“It is beautiful and amazing to have access to the vast range of invention, intensity, and surprise that Lorenzo Thomas’s poetry offers. His contribution is indispensable, immeasurable and—even now, even here—unbound. ”
—Fred Moten, author of The Little Edges
“This generous tome of too-hidden genius griot-bodhisattva Lorenzo Thomas shimmers with an alert curiosity and humanity’s tender blues. An important figure of second generation New York School practice as well a son of Black Arts and companion to Umbra, Thomas has never wavered in his celebration of ancestors from Pharoah Hohemreb to Leopold Senghor to Jimi Hendrix. “Stir it up” Thomas writes, and he does. This Collected is a magnificent intervention of poetry’s orality in a radical time he was very much a part of.”

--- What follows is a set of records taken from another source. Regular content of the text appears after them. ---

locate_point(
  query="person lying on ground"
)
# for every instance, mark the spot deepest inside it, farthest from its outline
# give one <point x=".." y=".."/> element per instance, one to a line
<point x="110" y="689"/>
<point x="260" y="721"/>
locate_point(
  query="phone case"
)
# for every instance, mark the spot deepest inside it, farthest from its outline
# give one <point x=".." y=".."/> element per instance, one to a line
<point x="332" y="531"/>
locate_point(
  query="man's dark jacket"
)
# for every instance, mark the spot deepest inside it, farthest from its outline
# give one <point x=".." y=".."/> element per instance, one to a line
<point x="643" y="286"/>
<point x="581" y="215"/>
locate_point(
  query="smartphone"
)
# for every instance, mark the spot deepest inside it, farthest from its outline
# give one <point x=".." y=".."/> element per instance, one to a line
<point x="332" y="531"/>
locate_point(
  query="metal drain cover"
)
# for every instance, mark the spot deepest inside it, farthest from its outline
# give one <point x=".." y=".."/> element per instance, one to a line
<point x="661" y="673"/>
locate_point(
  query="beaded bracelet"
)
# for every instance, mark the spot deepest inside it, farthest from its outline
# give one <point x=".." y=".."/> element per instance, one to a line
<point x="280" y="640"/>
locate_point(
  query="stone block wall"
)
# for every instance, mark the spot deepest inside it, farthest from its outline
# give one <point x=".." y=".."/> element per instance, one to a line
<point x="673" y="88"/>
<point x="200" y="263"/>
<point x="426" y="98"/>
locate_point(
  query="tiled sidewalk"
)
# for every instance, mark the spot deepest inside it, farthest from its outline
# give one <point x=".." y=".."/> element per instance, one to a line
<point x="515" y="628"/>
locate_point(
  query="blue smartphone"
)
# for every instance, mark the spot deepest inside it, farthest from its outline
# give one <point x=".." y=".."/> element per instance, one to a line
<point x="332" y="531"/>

—Anne Waldman, author of Trickster Feminism
“Lorenzo Thomas is an essential poet of postwar America. His sumptuous poetic inventiveness is grounded in searing social consciousness. Through dazzling sound patterning and the deft interplay of conflicting voices and discourses, Thomas proves the necessity of aesthetic pleasure for waking us from the slumber of complacency. ”
—Charles Bernstein, author of Pitch of Poetry
Born in Panama to Afro-Caribbean parents, Lorenzo Thomas (1944−2005) grew up in New York City, where he participated in the Umbra Workshop. Influenced by the work of the Caribbean poet Aimé Césaire, Thomas was part of the Black Arts Movement. After serving in Vietnam, he was writer-in-residence at Texas Southern University, where he helped edit the journal Roots. He was a professor of English at the University of Houston for more than two decades, starting in 1984. From 1973–1979 he served as Writer in Residence at Florida A&M University.
Over his illustrious career, he was awarded the Foundation for Contemporary Arts Grants to Artists, the Lucille Medwick award, the Poets Foundation award, the Committee on Poetry Grant, and the Dwight L. Durling Prize in Poetry. His published works include Don’t Deny My Name (2008), Dancing on Main Street (2004), Extraordinary Measures: Afrocentric Modernism and 20th-Century American Poetry (2000), The Bathers (1981), and Chances Are Few (1979).
Thomas’s poetry synthesizes New York School and Black Arts aesthetics, heavily influenced by blues and jazz. In a career that spanned decades, Thomas constantly experimented with form and subject, while still writing poetry deeply rooted in the traditions of African American aesthetics. Whether drawing from his experiences during the war in Vietnam, exploring his life in the urban north and the southwest, or parodying his beloved Negritude ancestors, Thomas was a lyric innovator. The Collected Poems of Lorenzo Thomas is the first full collection of works spanning across four decades of his career, including poems never before published in books.
Song
You asked me to sing
Then you seemed not
To hear; to have gone out
From the edge of my voice
And I was singing
There I was singing
In a heathen voice
You could not hear
Though you requested
The song–it was for them.
Although they refuse you
And the song I made for you
Tangled in their tongue
They wd mire themselves in the spring
Rains, as I sit here folding and
Unfolding my nose in your gardens
I wouldn’t mind it so bad
Each word is cheapened
In the air, sounding like
Language that riots and
Screams in the dark city
Thoughts they requested
Concepts that rule them
Since I can’t have you
I will steal what you have
LORENZO THOMAS (1944−2005), was a critic and poet, and published volumes of scholarship as well as numerous essays, including several histories of the Umbra group.
ALDON LYNN NIELSEN (editor) is the author of Integral Music: Languages of African American Innovation. He is the George and Barbara Kelly professor of American literature at Penn State University.
LAURA VRANA (editor) is assistant professor of English specializing in African American literature and poetry at the University of South Alabama.